Cafe celebrates a year in business

Kingfisher Center'West Street'PA1238-21a'Volunteers
Kingfisher Center'West Street'PA1238-21a'Volunteers

A CAFE run by charity volunteers and homeless people is proving a hit with local people just over a year after it was first opened.

It has been an eventful 12 months since the Kingfisher Trust Tea Rooms in West Street opened its doors for business last September, with volunteers even receiving an award from last year’s Chairman of East Riding of Yorkshire Council, Kay West, for their work.

When it opened, volunteers and some of Bridlington’s homeless pitched-in to get the cafe ready for customers and a Free Press appeal helped provide kitchen essentials - now it provides the homeless with a three course meal three times a week, as well as opening to the public between 10am and 3.30pm on Tuesdays, Thursdays and Saturdays.

Dave Cooper, chairman of the Kingfisher Trust, said: “It’s been an eventful year since the cafe opened, and the support that we have been getting has been brilliant.

“Everything that the cafe makes goes back towards helping the homeless in the town, and the donations that we receive are also vital.”

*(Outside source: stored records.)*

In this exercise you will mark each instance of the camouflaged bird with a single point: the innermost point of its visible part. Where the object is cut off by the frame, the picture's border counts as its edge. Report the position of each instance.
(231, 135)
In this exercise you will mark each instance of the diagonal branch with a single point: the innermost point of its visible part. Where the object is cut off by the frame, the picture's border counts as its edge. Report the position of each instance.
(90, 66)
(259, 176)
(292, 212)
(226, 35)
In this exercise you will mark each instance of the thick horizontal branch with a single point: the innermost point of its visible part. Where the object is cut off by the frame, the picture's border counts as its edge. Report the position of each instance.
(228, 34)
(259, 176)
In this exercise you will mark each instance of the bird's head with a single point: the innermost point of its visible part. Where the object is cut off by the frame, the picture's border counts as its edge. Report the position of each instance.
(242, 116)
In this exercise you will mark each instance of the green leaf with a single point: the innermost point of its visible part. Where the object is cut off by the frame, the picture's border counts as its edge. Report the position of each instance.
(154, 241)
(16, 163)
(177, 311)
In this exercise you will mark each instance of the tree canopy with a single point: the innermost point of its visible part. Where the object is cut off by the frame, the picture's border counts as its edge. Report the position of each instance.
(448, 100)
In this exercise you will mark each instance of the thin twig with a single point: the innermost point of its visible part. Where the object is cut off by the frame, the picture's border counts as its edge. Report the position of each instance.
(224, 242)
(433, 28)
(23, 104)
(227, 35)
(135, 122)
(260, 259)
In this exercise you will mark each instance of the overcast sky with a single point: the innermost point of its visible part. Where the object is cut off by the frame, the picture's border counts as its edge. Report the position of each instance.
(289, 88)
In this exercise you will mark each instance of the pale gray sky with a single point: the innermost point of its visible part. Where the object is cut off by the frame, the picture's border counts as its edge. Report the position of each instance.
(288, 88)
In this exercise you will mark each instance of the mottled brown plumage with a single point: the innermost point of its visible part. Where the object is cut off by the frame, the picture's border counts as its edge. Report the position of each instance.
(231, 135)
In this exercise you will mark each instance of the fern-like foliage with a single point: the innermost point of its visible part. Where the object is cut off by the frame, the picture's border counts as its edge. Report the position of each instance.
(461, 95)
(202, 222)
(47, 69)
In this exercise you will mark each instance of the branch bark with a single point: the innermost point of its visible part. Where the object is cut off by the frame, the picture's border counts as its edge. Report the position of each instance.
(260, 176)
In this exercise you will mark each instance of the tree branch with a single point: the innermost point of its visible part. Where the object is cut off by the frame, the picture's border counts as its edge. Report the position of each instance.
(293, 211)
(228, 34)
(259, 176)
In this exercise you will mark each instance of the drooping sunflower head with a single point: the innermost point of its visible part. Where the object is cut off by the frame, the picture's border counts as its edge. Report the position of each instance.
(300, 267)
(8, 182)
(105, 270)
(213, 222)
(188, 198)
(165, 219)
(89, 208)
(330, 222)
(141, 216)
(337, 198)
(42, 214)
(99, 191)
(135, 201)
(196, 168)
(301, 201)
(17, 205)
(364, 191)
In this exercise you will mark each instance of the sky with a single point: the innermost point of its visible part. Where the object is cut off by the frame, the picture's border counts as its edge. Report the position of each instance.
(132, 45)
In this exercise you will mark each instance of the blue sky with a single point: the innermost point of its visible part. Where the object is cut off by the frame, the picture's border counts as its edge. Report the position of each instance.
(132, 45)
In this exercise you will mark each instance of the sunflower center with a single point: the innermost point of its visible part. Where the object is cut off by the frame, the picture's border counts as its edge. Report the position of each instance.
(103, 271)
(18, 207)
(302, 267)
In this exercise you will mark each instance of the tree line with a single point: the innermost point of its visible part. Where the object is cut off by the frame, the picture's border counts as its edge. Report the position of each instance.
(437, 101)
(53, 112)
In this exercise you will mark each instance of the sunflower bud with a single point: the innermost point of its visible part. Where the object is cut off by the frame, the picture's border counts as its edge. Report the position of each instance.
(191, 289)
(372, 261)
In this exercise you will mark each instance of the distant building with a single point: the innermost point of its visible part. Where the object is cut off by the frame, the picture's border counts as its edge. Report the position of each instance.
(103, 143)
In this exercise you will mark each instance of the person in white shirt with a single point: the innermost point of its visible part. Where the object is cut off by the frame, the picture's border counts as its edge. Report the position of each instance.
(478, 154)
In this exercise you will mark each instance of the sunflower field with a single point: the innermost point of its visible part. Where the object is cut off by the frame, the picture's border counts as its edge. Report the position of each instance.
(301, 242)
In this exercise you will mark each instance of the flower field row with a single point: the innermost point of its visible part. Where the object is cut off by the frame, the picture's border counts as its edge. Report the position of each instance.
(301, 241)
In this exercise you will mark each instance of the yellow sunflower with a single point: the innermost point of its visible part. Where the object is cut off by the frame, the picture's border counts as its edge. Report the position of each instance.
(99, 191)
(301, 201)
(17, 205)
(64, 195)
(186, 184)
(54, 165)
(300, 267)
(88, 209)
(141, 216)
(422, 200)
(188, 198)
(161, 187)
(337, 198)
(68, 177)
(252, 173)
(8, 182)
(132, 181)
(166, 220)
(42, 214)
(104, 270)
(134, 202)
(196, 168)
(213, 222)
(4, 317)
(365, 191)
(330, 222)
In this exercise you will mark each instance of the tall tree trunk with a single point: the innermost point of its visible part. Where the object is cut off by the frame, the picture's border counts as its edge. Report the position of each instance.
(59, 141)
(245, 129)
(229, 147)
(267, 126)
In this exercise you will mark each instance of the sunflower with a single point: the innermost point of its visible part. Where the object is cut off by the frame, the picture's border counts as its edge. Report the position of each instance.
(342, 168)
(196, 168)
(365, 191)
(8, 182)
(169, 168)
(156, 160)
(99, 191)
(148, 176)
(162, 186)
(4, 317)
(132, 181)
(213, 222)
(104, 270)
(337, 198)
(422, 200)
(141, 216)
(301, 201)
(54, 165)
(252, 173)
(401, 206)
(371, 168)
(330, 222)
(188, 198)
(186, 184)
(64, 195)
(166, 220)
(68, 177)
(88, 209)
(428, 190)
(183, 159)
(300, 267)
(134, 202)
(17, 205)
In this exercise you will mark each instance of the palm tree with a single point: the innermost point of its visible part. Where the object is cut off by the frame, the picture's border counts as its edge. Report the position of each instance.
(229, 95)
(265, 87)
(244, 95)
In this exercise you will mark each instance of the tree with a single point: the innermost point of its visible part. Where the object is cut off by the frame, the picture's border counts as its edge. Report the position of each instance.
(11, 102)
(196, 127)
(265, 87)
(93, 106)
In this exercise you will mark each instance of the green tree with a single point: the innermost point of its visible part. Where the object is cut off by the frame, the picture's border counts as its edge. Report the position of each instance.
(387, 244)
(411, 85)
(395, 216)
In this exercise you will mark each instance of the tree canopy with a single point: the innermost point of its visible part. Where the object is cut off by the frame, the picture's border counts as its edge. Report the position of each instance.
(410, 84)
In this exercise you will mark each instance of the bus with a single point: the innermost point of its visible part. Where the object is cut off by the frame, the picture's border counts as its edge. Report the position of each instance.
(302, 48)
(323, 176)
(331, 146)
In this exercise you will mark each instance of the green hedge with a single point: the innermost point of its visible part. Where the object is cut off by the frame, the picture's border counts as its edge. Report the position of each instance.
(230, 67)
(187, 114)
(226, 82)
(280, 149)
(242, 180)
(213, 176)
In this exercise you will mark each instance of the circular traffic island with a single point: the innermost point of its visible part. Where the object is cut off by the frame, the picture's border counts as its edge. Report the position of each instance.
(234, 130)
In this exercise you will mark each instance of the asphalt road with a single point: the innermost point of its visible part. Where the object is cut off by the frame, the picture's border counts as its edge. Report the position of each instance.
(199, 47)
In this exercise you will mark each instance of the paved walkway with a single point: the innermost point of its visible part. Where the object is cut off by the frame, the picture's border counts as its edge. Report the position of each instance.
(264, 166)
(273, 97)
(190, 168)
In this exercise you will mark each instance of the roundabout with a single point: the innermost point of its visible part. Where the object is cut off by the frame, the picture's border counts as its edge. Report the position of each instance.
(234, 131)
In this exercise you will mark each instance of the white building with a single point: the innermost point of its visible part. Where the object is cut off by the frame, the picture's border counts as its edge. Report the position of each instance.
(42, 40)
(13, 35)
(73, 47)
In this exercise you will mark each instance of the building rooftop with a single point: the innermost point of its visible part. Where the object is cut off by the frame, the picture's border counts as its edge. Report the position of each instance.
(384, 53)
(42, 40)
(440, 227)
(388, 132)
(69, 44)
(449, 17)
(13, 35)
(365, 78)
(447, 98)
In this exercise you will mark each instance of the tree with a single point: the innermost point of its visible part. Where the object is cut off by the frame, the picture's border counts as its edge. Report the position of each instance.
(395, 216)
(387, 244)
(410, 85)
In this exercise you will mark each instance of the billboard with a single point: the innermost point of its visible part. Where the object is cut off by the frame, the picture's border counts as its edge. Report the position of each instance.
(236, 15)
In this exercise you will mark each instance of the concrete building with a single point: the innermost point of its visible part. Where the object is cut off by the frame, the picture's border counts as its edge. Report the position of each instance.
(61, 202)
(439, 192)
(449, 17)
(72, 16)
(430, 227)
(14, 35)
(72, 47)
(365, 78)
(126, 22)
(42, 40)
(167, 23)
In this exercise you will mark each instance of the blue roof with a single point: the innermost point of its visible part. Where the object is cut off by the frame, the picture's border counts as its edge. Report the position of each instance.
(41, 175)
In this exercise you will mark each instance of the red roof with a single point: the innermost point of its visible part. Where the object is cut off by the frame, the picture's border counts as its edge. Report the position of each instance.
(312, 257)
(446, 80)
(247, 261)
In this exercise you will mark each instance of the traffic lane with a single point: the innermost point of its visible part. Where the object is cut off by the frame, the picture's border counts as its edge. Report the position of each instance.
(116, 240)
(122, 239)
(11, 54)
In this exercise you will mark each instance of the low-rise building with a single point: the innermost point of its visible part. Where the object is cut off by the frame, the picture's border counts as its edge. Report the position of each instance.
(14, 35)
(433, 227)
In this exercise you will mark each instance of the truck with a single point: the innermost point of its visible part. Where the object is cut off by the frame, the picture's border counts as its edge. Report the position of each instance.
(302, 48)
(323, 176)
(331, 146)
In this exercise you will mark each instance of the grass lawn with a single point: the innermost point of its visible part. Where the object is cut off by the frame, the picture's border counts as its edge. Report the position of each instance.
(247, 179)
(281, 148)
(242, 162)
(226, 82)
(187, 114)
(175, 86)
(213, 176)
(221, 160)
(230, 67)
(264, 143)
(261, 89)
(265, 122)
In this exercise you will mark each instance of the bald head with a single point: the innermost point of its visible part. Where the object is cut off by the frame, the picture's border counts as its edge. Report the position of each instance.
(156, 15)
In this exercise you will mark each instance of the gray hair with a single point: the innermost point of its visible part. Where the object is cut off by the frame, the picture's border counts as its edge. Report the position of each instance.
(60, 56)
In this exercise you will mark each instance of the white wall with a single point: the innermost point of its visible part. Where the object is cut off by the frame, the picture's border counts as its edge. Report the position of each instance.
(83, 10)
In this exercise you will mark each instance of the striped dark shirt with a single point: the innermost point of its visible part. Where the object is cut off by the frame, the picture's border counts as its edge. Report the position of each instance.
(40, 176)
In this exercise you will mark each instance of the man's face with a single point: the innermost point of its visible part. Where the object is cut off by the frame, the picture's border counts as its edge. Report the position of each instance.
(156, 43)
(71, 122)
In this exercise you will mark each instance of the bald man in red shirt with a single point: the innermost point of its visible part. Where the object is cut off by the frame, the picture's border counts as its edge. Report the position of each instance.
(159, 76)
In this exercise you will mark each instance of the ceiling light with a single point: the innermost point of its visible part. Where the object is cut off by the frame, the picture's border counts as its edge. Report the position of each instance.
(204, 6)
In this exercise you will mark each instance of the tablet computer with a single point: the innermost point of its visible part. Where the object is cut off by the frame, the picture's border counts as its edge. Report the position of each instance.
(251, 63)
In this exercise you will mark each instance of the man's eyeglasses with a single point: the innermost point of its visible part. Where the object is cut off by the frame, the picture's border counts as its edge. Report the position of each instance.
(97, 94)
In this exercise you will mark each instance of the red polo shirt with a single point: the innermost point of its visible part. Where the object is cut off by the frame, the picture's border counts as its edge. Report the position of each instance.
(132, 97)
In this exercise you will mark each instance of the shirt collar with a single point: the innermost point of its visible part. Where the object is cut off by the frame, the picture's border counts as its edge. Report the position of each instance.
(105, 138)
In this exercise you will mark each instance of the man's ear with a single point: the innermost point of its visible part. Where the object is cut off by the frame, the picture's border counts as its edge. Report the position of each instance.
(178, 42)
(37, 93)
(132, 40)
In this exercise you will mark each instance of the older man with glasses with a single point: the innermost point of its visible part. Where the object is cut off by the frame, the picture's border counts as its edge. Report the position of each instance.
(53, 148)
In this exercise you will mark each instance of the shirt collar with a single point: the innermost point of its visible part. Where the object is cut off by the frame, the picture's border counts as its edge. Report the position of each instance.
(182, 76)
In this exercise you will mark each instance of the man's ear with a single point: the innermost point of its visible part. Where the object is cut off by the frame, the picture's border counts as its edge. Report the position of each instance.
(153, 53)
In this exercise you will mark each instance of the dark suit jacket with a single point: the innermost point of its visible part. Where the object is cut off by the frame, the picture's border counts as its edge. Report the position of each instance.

Every morning that the cafe is open, homeless people can call in for tea and toast while personal items are also provided if possible. Also, if a homeless person finds accommodation, the team can help them to find furniture.

The interior has recently undergone a refurbishment and now features new floral paintings donated by local artist Rosemary Abrahams, with tablecloths, coasters and paintwork being redone by volunteers to match the new style.

The cafe was also open to visitors throughout the Open Studios art event, which was held over the last two weekends and saw artists open their galleries and studios to the public. Money raised from artists’ fees were donated to the cafe.

Alongside this, the cafe continues to receive other donations - such as food, books and other items - but could do with more.

“Anything that we get helps us, we are always very grateful. We had a lot of food come in around the harvest festival and non-perishables are always useful. Money is a real help though, as it can be spent where it is most needed at a particular time and it gives us real options,” continued Dave.

“As we come up to winter we try to help out and buy duvets and sleeping bags as it’s getting colder. It would also be nice if anyone wanted to lend a hand and volunteer. A lot of the time, the people coming in just need someone to talk to.”

The cafe is run by manager Sam Berry with the help of volunteers, and Dave said that he would love to see more people popping in for a cup of tea or something to eat.

“There are a lot of trades in the homeless population that have helped us enormously in getting the cafe off the ground. Some are very good chefs, others can help us with the interior and maintenance. We would love to see more people coming in and giving it a try.”

However depite a successful first year it has not all been plain sailing, as the cafe was broken into in August.

“They got away with three jars of coffee and about a fiver in cash, but the place was ransacked and the back door needed to be replaced and fixed. It doesn’t help,” added Dave.

The charity works alongside others in the town, including the Hinge centre and Boston Mayflower, and local churches who offer soup kitchens to help the homeless population in the town.

Philip Hardstone, secretary of the Kingfisher Trust, said: “It is about giving people a hand up, rather than a hand out.”